Another hurdle these projects will need to clear is achieving regulatory certification.
“What’s going to be exciting is how we’re able to influence evolution of regulation,” says MHIRJ’s Ruggi. “If you open up the certification requirements from the FAA, Transport Canada or NASA, you won’t find a clear road map to fuel- cell certification, so the rules will evolve and adapt. [This will] create opportunities for other incumbents in the industry to also contribute to the success of hydrogen in our future road maps.”
However, Human says so-called more electric aircraft such as the Boeing 787 have helped to pave the way for certifying hydrogen-electric aircraft. “The certification road map is the same whether you’re certifying a winglet, a cargo door or an electric aircraft. The devil’s in the details—so [it’s about] the applicability of certain regulations and the interpretation of those to what we’re bringing to the table,” he says.

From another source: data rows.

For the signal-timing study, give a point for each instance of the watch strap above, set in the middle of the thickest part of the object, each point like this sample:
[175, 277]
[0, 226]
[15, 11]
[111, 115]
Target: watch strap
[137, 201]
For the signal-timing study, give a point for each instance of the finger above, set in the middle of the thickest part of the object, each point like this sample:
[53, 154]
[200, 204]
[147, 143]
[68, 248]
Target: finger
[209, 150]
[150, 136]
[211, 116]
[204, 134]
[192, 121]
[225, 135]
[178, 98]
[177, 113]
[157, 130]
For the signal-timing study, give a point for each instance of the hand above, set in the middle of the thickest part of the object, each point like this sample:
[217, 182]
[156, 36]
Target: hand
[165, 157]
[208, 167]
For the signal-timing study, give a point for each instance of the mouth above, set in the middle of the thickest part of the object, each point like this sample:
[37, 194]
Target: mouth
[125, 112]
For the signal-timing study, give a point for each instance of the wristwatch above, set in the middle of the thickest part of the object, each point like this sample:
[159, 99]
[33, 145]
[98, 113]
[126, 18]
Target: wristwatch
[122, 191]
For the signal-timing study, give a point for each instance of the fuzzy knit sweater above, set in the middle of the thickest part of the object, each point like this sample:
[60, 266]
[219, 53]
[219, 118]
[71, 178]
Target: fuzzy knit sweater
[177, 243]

Based on AeroTEC’s previous experience with electric aircraft conversions, Human estimates that the time frame from initial design to certification could be 2.5-5 years, depending on whether the project entails a major modification or a clean-sheet aircraft.
Williams says Universal Hydrogen is still figuring out the details of what the conversions will entail and how long they will take, but the scale of the projects will not be unprecedented. “I would consider it to be . . . comparable to what many MRO shops do today when it comes to taking a passenger aircraft and converting it into a freighter aircraft. There are many STCs for many different types of aircraft which exist today to do a conversion like that,” he says. “I don’t know where we’ll end up in terms of the amount of work to do the conversion, but it’s going to be on the scale of some of those similar types of cargo conversions which happen today.”
Williams notes that Universal Hydrogen is also still working to establish its partner MROs for modifications. “We’re pretty agnostic when it comes to that, and the position that we’ve taken is we’ll work with the airlines that are purchasing the conversion to determine which of the MRO shops the airline would prefer to work with,” he says.
At ZeroAvia, work is expected to start in 2024 on the first ZA600 conversion. “After that, larger airframes will be equipped with hydrogen-electric powertrains as the market gets traction and experience, and novel airframes capable of carrying light but bulky hydrogen will be created and put into operation in the 2030s and 2040s,” says Kiselev.
“We’re taking a really scientific and disciplined approach to this,” notes Saleh. “There’s going to be a full year of engineering and design work before any metal is cut or before anything is removed from the Q400.”